Closing date: 3 June 2020, 14.00
Interview date: Tuesday 16 June, 2020
Enquiries: for informal enquiries contact Sarah Thomas at Birkbeck University of London ([email protected]).
The Research Project
The National Portrait Gallery (NPG) was founded in 1856 to collect portraits of those people who made a notable contribution to British history. By closely scrutinising the early history of one particular institution – its personnel, and the collecting choices of its trustees –through the lens of slave-ownership and its profits, this project will have broad implications for the wider museum sector, exploring in particular issues of national identity and the ethics of funding that have particular currency in today’s decolonising debates.
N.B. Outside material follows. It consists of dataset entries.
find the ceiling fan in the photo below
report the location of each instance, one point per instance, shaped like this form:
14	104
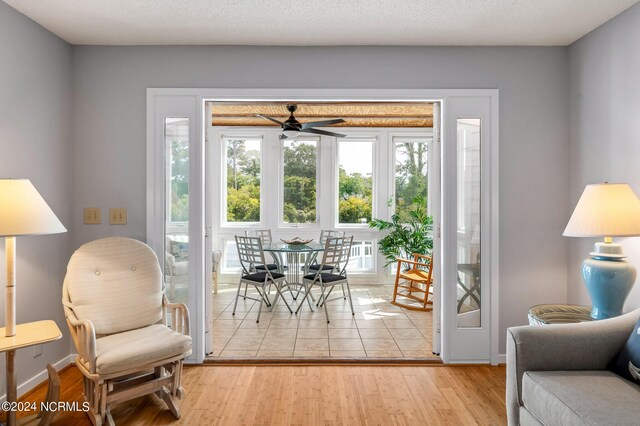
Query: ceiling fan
292	127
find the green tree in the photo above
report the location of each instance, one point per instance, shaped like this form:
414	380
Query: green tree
179	181
300	159
243	182
411	175
355	197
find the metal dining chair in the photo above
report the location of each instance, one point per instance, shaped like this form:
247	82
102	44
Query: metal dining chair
251	254
334	259
314	266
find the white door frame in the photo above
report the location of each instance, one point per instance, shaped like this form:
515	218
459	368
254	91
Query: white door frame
193	103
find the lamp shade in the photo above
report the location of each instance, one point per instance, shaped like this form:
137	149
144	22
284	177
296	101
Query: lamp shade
605	210
23	211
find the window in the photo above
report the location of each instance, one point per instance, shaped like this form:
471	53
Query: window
243	177
361	258
299	181
355	181
177	146
411	172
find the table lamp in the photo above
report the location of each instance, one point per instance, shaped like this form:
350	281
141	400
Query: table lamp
606	210
22	212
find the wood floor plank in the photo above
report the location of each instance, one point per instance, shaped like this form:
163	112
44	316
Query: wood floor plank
313	395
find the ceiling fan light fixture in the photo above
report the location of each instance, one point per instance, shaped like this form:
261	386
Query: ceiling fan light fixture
291	133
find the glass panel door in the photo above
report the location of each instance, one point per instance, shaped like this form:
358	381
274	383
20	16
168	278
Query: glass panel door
176	258
468	299
469	215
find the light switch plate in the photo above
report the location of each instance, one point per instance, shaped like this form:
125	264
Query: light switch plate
92	216
118	216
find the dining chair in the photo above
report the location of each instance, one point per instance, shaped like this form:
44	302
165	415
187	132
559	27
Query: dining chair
251	254
335	258
314	266
266	240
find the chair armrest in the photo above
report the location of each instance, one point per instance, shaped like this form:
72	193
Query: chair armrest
84	337
179	314
559	347
169	263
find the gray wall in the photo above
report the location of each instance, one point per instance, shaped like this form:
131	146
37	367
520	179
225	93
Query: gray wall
35	143
604	68
109	88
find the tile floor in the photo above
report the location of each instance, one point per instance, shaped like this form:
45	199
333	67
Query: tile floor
377	330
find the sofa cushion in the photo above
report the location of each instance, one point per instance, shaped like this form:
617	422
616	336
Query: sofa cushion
580	397
627	363
116	283
135	348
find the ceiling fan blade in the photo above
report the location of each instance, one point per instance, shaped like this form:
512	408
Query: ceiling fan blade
322	123
272	119
323	132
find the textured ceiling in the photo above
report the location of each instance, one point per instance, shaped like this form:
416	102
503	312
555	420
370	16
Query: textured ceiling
321	22
354	114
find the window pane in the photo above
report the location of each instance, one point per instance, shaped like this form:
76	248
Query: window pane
355	181
300	164
468	197
176	270
230	259
411	175
177	143
244	164
361	257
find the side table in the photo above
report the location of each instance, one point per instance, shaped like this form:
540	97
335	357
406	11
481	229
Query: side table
28	334
559	314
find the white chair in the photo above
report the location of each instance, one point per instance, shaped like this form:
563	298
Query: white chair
250	254
130	340
332	272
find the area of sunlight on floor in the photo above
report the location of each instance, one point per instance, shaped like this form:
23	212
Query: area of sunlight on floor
377	330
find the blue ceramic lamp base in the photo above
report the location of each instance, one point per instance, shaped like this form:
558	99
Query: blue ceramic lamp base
609	279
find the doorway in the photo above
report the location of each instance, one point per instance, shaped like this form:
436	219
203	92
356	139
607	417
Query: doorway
460	342
382	165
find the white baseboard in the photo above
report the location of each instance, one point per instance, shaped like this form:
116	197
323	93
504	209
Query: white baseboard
31	383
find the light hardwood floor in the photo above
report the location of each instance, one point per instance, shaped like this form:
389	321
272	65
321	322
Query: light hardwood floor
315	395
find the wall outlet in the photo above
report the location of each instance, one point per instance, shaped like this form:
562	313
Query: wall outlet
118	216
92	216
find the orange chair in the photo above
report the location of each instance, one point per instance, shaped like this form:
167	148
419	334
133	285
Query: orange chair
413	281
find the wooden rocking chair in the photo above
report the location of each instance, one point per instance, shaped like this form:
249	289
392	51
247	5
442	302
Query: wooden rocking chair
413	281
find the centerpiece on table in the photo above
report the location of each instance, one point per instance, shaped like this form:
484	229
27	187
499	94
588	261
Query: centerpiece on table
296	241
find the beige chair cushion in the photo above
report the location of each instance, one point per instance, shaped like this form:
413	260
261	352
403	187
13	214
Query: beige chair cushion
136	348
116	283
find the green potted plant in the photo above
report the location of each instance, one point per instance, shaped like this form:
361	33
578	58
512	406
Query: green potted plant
413	233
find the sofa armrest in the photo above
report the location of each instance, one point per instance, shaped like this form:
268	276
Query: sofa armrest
580	346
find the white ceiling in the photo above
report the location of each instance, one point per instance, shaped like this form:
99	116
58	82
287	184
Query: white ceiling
321	22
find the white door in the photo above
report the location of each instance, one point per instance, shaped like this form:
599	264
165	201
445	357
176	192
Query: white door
175	197
469	215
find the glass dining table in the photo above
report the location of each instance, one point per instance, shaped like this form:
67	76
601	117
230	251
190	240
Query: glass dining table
293	260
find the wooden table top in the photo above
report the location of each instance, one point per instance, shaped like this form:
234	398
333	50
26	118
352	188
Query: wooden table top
29	334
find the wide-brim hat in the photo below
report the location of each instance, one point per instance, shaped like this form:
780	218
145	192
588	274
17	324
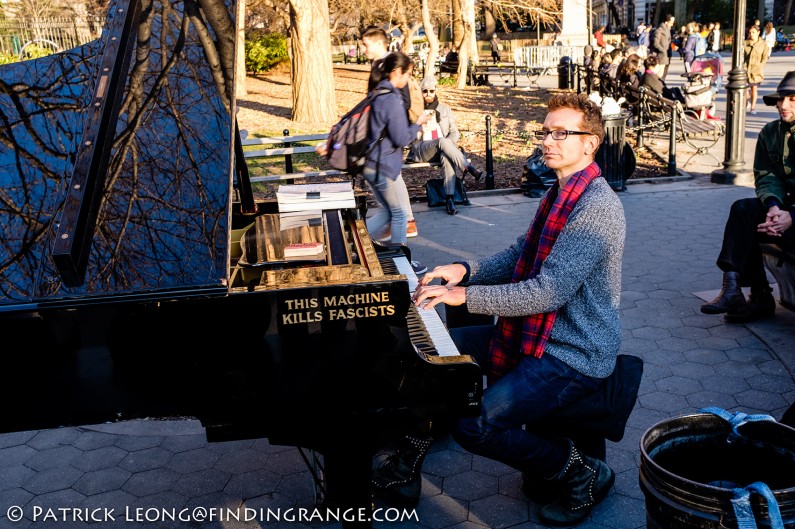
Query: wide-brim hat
785	88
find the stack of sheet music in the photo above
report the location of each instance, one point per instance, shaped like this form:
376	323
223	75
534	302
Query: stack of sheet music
306	197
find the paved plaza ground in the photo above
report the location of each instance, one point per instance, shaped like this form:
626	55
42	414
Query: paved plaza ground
691	361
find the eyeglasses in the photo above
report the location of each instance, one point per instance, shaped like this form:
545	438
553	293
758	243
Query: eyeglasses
558	134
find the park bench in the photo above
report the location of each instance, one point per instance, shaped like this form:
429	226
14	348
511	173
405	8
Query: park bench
655	113
780	261
286	146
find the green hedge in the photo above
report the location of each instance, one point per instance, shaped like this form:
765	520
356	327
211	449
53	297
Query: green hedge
265	51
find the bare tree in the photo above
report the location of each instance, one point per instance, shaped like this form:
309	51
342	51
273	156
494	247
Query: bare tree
536	12
240	50
468	47
312	74
433	40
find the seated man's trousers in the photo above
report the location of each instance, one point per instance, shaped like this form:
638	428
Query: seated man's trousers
441	150
740	251
532	390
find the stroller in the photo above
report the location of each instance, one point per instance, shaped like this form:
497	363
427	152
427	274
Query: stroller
704	80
The studentship will offer access to the NPG’s expertise and collections, working with a range of colleagues under the direction of Dr Lucy Peltz, Head of Collection Displays (Tudor to Regency) and Senior Curator 18th Century Collections. This is a particularly timely moment for a research project of this nature as the Gallery will be in the process of developing Inspiring People, a major refurbishment and redisplay of its collection which will see the Gallery relaunch in 2023 as an exciting public cultural space in which to participate, challenge and debate British history, culture and contemporary life. Consequently, this research project’s focus and findings will contribute to the Gallery’s stated commitment to increasing institutional transparency and raising important questions about the legacies of empire in British society today.
The student will be encouraged to pursue their own original enquiries, situating their thesis within research questions and areas of interest that will include some or all of the following:
- Which of the NPG’s founders, donors and sitters had direct links with the transatlantic slave trade?
- What was the nature of these links?
- Are there references to slavery that can be identified in the NPG collection?
- To what extent were the foundation, direction and collections of the NPG influenced by the proceeds of transatlantic slavery?
- How does this history resonate across Britain’s cultural sector, past and present?
- What methods might the NPG adopt to articulate and reflect upon the role of the slavery-based economy in the formation and communication of Britain’s cultural heritage?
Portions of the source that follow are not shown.